Background information
- Birth name: Lance Jordan
- Genres: Electronic, rock, house
- Occupation(s): DJ, Singer, songwriter, producer
- Years active: 1996–present
- Labels: Dusk Recordings, NY Love records
- Website: lancejordan.com

= Lance Jordan =

American DJ/producer/musician/songwriter

Lance Jordan is an American DJ/producer/musician/songwriter. He is best known for his original productions, remixes and collaborations with the likes of such artists as Rosko, Tom Geiger, Nadia Ali, Marta C., and John Creamer & Stephane K. In 2003 Jordan with Creamer & K created the indie house music label NY Love Records, which produced a string of dance hits, most notably Rosko's 2005 anthem "Love Is A Drug" which went to No. 1 on the U.S. Billboard Dance Chart, and "Last Night I Was Dreaming" which rose to No. 2 on European Dance Radio.

==History==

Jordan grew up in New York City, and started his musical career as a rock musician, as the first guitarist in NYC band Commonhaus as well as fronting several bands on guitar and vocals, including Gorilla Theater, all of which played to a loyal following for years at legendary venues like CBGB in Greenwich Village. In the late nineties, he relocated to Germany, and began to DJ, and started producing his own original techno and house music tracks under the name Esoul, short for Electronic Soul. He also started his own music production company, Blue Nova Music, during this time. He returned to New York City in 2000 to open his own production studio as part of the acclaimed Chinatown recording studio, The Engine Room, also known as Engine Room Recordings. Several of his Esoul recordings rose to the top of the charts on the popular MP3.com website, attracting attention and clients to his recording studio.

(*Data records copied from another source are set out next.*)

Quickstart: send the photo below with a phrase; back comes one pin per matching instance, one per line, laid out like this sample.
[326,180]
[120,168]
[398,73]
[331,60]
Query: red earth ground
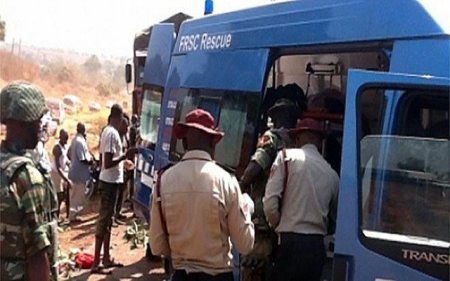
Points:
[80,235]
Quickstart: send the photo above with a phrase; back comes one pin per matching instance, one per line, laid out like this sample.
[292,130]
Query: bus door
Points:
[393,214]
[160,48]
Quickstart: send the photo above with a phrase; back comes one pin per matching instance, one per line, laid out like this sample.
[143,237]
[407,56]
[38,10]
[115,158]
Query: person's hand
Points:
[248,207]
[128,165]
[131,152]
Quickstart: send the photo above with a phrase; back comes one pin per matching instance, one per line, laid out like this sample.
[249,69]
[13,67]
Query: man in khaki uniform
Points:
[28,201]
[257,266]
[301,194]
[198,206]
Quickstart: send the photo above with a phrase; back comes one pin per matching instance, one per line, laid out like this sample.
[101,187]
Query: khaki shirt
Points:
[203,208]
[27,200]
[311,192]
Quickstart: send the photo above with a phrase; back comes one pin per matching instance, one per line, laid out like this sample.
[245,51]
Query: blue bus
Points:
[391,62]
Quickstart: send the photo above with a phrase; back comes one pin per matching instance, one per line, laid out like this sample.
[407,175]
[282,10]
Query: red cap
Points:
[307,124]
[198,119]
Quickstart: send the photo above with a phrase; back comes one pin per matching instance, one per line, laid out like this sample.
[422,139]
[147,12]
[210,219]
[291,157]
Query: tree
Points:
[92,64]
[2,29]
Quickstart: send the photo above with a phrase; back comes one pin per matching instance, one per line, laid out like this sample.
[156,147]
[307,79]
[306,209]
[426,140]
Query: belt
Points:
[292,236]
[183,275]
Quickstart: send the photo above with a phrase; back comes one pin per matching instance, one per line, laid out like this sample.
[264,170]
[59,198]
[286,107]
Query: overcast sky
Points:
[96,26]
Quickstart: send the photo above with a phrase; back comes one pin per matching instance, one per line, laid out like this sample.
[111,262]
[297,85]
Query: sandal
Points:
[100,270]
[112,263]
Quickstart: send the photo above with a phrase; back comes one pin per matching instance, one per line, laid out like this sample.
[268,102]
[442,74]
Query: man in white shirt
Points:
[301,191]
[198,208]
[111,179]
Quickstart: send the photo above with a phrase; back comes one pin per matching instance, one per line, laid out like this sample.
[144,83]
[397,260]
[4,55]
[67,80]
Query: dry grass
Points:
[66,77]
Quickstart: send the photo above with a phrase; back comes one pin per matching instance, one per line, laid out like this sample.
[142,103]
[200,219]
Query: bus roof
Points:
[312,22]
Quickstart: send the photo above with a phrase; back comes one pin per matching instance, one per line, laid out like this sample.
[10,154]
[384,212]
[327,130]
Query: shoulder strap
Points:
[159,200]
[286,170]
[11,165]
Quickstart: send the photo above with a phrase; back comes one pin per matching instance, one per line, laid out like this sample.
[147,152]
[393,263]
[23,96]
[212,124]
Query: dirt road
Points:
[80,235]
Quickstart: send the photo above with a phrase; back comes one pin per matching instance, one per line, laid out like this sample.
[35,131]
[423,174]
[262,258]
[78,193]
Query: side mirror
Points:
[128,73]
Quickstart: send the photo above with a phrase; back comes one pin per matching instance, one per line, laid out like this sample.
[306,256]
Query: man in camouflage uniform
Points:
[257,266]
[27,199]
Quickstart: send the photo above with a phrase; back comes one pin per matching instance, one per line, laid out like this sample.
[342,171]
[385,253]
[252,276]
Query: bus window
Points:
[151,106]
[234,114]
[405,175]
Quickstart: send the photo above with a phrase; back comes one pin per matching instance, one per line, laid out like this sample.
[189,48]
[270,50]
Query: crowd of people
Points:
[275,215]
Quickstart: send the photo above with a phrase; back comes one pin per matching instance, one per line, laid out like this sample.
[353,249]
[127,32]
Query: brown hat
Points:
[307,124]
[198,119]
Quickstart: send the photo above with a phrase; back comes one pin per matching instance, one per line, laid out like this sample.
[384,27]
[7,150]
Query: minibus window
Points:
[151,106]
[235,115]
[404,171]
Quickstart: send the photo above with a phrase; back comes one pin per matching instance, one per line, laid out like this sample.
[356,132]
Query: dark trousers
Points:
[181,275]
[299,257]
[107,204]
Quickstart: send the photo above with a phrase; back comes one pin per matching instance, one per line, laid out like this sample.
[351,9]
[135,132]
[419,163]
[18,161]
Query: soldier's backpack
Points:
[10,196]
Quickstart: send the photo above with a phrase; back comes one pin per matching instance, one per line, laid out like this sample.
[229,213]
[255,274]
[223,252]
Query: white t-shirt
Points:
[110,142]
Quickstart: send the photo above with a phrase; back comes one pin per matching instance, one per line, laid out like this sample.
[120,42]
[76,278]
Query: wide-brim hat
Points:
[307,124]
[284,105]
[22,101]
[201,120]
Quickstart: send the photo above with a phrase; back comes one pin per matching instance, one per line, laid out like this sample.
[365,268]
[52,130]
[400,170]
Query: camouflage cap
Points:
[22,101]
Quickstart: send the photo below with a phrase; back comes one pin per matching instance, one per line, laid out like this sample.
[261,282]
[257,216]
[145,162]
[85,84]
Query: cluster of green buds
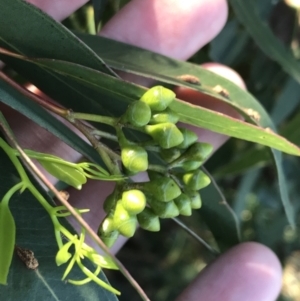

Jordan met singer-songwriter Rosko in 2001 at a Music and Internet Expo sponsored by mp3.com at Madison Square Garden. By 2002, they were shopping an album they made together, and began searching for remixers, and caught the attention of Creamer & K, who had just been named 2002 Remixers of the Year by Remix Magazine. After launching the label NY Love Records with Creamer & K in 2004, Jordan has co-produced a number of tracks for the label which have received wide support from the Global Dance Community, including "Something To Lose," a duet between Nadia Ali of iio and Rosko, which was signed to Ultra Records. Jordan has also produced many New York-based singers, and produced dance remixes for other labels including Radikal Records, Arista, and Webster Hall Records.

In 2005, Jordan launched his own independent dance label, Dusk Recordings. The label's first release, Sylvia Tosun's "Sleepless," reached No. 8 on the US Billboard Dance Chart. The label continues to release singles, including "Milkbone" feat. Rosko on vocals, "See The Light" feat. Nandi, the recent tracks "Ain't No Sunshine" and "New York Rocks," as well as "Sun Is Rising" which was licensed by Dubfire, one half of the Grammy Award-winning duo Deep Dish for his 2007 Global Underground album, "GU031 "Taipei." Dusk, the time of day between light and dark, continues to be a persistent theme in the label's releases and events.